Mentre il nostro viaggio prosegue, Roman e Iryna però mi indicano anche tanti palazzi colpiti dai bombardamenti: passiamo a fianco a un commissariato di polizia, un asilo, il tribunale: tutti distrutti. E ripensando alla guerra che continua senza sosta, mi viene in mente di chiedere cosa pensino dei colloqui di pace. Certo, non sono politici. Ma la cosa li riguarda eccome visto che la Russia, per deporre le armi, ha chiesto e richiesto di avere tutto il Donbas, compresa la loro città. A Iryna scappa una risatina amara: «Ma è tutto un bla-bla-bla, dai! Trump è dall’inizio dell’anno che dice che siamo vicini ad un accordo, ma non succede mai niente. E comunque Putin non si fermerà. Lui non si accontenterà del Donbas; vuole anche anche Odessa, Zaporizhzhia, Kharkiv. Anzi, vuole tutta l’Ucraina. Sta solo mentendo».
Buio
Sono ormai le cinque e Kramatorsk è sprofondata in un buio a cui io non sono più abituato. Il sole cala presto, prima che in Italia. E soprattutto non c’è un lampione acceso. «Così tutti a quest’ora se ne vanno a casa», mi spiega Iryna. Il giro insomma è finito. L’ultima fermata la facciamo dove il tour era cominciato: in via Akademichna, vicino alla piazza del municipio: i bombardamenti non hanno risparmiato neppure la “casa” del sindaco, facendo saltare per aria tutte le finestre. Qui i soldati hanno già scavato trincee quasi ad ogni angolo di strada: ogni volta che le guardo, ci vedo un triste presagio.
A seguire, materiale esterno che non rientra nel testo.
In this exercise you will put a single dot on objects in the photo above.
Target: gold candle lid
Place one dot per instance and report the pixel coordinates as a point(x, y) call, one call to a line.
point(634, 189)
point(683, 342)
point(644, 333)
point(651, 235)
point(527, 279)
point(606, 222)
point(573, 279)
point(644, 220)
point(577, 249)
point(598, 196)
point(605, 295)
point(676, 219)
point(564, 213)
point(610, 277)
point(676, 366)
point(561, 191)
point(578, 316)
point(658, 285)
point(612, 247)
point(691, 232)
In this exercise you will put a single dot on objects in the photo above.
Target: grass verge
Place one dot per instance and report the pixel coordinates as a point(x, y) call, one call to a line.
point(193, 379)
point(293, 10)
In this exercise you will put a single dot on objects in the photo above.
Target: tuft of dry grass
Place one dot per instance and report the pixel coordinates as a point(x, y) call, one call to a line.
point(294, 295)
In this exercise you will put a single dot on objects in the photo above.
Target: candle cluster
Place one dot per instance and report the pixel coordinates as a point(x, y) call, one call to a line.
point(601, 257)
É tempo di salutarci. Però, chiedo a Iryna e Roman ancora una cosa: se la guerra dovesse andare avanti, se i russi dovessero avanzare ancora, ecco loro quando diranno basta e si decideranno a fare le valigie? «Se il governo darà ordine di evacuare tutti i bambini, sapremo che è finita. Ma fino ad allora resteremo qui. Perché il nostro acquario è come un simbolo: molti che sono andati via e ora vivono all’estero, co vedono attraverso i social, vedono che l’acquario resiste e pensano che resista anche la città. Per loro è importante. E lo è anche per noi». Kramatorsk non ha alzato bandiera bianca. O almeno non ancora. E neppure il suo acquario.